Revision: Fehlerhafte Einbeziehung früherer Jugendstrafe (§31 Abs.2 JGG) – Zurückverweisung
- Gericht
- BGH
- Spruchkörper
- 1. Strafsenat
- Aktenzeichen
- 1 StR 320/90
- Datum
- 05.07.1990
- Rechtsgebiet
- Strafrecht
Abstrakte Rechtssätze
Bei Anwendung des § 31 Abs. 2 JGG ist eine einheitliche, selbständige Rechtsfolgenbemessung für die früheren und die gegenwärtig beurteilten Taten vorzunehmen.
Die bloße numerische Übernahme der früheren Strafhöhe ohne Darlegung der der Vorverurteilung zugrunde liegenden Taten und ohne ein einheitliches Bewertungsbild ist verfahrensfehlerhaft.
§ 31 Abs. 2 JGG unterscheidet sich von § 53 StGB und erfordert eine von der früheren Beurteilung unabhängige Gesamtbewertung bei der Strafzumessung.
Ein derartiger Rechtsfehler im Strafausspruch führt zur Aufhebung dieses Teils des Urteils und zur Zurückverweisung an eine andere Zuständigkeitsinstanz zur erneuten Festsetzung der Rechtsfolgen.
Vorinstanzen
Landgericht Heilbronn, 16. Februar 1990
Rubrum
BUNDESGERICHTSHOF 1 StR 320/90 BESCHLUSS vom 5. Juli 1990 in der Strafsache gegen Daniela P., geb. am ███ in ███, wegen unerlaubter Einfuhr von Betäubungsmitteln in nicht geringer Menge u. a.

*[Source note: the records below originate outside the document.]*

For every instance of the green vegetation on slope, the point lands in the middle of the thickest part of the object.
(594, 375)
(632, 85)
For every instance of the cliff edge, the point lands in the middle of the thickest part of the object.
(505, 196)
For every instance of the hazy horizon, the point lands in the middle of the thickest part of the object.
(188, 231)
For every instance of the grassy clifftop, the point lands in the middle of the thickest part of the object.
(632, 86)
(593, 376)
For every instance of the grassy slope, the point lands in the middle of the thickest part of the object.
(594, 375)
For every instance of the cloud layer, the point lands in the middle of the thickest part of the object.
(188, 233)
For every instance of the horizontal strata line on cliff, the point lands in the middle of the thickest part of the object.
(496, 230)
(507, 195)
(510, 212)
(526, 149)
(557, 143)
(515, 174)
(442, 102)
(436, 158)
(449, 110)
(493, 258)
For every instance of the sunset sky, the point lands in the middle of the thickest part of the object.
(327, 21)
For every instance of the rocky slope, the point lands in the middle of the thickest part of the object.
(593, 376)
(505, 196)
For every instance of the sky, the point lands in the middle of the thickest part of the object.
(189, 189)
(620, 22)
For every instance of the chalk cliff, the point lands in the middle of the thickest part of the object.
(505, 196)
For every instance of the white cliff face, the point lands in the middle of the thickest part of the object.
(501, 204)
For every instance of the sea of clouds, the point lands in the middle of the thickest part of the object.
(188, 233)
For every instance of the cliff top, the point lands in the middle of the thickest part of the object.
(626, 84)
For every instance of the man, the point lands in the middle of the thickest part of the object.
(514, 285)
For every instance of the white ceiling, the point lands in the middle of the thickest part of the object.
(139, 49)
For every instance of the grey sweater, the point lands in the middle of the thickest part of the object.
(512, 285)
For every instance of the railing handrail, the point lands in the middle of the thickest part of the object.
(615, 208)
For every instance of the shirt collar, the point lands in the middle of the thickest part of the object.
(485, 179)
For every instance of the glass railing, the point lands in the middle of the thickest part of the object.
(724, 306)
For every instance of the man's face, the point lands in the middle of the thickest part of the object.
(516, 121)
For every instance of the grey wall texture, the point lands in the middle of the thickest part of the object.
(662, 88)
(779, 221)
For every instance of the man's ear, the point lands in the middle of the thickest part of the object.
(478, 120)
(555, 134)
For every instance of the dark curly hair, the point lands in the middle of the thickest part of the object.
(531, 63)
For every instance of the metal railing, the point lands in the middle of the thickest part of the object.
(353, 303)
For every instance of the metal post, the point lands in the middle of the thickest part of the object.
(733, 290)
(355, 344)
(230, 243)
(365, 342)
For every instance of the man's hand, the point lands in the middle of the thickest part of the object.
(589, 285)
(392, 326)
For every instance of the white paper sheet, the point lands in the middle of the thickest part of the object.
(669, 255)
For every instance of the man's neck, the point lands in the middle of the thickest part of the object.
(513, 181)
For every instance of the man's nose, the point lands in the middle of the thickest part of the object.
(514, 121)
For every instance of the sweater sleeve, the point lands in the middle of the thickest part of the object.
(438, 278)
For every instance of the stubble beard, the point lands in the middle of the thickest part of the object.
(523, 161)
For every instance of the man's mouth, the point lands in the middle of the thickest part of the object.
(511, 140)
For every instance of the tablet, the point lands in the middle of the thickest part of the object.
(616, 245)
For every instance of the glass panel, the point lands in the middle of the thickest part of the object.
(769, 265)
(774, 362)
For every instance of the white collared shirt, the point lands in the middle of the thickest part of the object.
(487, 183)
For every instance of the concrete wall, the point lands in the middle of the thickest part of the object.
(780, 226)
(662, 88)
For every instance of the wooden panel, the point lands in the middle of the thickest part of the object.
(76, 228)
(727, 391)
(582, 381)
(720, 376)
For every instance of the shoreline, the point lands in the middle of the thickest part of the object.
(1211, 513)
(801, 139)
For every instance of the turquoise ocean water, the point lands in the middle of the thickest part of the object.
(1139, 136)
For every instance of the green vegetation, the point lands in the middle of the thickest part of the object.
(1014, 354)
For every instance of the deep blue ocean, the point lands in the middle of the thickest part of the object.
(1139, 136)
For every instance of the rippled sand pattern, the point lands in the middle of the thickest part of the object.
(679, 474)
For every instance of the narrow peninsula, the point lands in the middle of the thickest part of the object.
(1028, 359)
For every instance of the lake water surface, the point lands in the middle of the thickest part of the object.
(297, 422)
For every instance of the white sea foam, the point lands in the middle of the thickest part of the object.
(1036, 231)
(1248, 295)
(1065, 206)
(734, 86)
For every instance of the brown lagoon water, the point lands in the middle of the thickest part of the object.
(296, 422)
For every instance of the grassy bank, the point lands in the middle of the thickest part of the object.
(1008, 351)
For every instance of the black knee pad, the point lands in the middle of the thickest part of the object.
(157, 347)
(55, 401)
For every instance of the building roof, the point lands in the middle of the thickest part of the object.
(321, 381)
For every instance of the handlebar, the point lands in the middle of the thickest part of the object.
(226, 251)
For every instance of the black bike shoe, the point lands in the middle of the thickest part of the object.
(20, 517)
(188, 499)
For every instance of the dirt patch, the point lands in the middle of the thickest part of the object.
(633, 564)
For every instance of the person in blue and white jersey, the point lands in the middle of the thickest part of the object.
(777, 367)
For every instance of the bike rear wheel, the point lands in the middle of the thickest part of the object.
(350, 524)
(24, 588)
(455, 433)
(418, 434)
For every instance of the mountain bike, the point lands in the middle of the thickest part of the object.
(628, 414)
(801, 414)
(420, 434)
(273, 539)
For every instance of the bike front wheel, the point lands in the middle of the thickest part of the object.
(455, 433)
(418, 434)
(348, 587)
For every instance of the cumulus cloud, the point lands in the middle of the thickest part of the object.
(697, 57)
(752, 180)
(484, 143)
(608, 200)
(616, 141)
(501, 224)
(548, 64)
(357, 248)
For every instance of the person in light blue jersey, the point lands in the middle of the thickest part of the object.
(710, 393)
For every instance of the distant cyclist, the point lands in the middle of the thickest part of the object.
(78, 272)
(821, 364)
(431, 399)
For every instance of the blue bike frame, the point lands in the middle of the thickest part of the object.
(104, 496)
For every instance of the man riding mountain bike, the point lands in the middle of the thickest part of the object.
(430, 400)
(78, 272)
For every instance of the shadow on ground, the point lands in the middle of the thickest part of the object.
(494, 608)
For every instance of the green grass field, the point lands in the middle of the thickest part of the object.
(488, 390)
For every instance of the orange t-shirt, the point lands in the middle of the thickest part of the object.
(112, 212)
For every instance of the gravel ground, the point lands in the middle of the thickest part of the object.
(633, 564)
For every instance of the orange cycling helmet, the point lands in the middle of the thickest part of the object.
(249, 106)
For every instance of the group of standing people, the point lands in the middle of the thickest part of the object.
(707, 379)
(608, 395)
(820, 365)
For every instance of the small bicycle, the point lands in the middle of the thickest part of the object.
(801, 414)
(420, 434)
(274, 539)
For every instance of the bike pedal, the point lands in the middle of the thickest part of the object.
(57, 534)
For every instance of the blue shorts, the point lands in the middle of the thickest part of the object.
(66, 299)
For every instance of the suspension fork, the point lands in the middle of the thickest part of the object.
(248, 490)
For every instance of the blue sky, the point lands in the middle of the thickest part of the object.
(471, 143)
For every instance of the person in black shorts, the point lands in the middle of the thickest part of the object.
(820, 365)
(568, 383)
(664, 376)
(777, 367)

Der 1. Strafsenat des Bundesgerichtshofs hat auf Antrag des Generalbundesanwalts und nach Anhörung der Beschwerdeführerin gemäß § 349 Abs. 2 und 4 StPO am 5. Juli 1990 einstimmig
Tenor
Auf die Revision der Angeklagten wird das Urteil des Landgerichts Heilbronn vom 16. Februar 1990, soweit es sie betrifft, im Strafausspruch mit den Feststellungen aufgehoben.
Im Umfang der Aufhebung wird die Sache zu neuer Verhandlung und Entscheidung an eine andere Jugendkammer des Landgerichts zurückverwiesen.
Sie hat auch über die Kosten des Rechtsmittels zu befinden.
Die weitergehende Revision wird verworfen.
Gründe
Der Generalbundesanwalt hat ausgeführt:
„Die Jugendkammer hat gegen die Angeklagte gemäß § 31 Abs. 2 JGG unter Einbeziehung des auf eine 10-monatige Jugendstrafe lautenden Urteils des Amtsgerichts Heilbronn vom 12. Oktober 1988 (UA S. 8) auf eine Jugendstrafe von 2 Jahren und 10 Monaten erkannt (UA S. 26). Dabei hat das Gericht jedoch – sieht man von der Erwähnung dieser Entscheidung im Rahmen der Feststellungen zu den persönlichen Verhältnissen der Angeklagten ab – weder den früheren Urteilsspruch mitgeteilt, noch Angaben zu den dieser Vorverurteilung zugrundeliegenden Taten gemacht. Die Kammer hat sich vielmehr allein mit dem Hinweis begnügt, dass die früher erkannte Strafe einbezogen worden ist (UA S. 26). Das lässt darauf schließen, dass der Tatrichter nicht, wie es erforderlich gewesen wäre, die Gesamtheit der Straftaten einheitlich bewertet, sondern lediglich die früher erkannte Einheitsstrafe numerisch berücksichtigt hat. Demgemäß ist nicht das frühere Urteil, sondern fälschlich nur die damals ergangene Strafe einbezogen worden (vgl. BGHSt 16, 335, 337; BGHR JGG § 31 Abs. 2 Einbeziehung 1–3, Strafzumessung 1; BGH bei BGHm NStZ 1983, 448, 449). Dieser Rechtsfehler zwingt zur Aufhebung des Rechtsfolgenausspruchs, über den unter Beachtung vorstehender Grundsätze neu befunden werden muss.“
Dem schließt sich der Senat an. § 31 Abs. 2 JGG unterscheidet sich grundlegend von § 53 StGB. Erforderlich ist eine völlig neue, selbständige, von der früheren Beurteilung unabhängige einheitliche Rechtsfolgenbemessung für die früheren und die jetzt abgeurteilten Taten.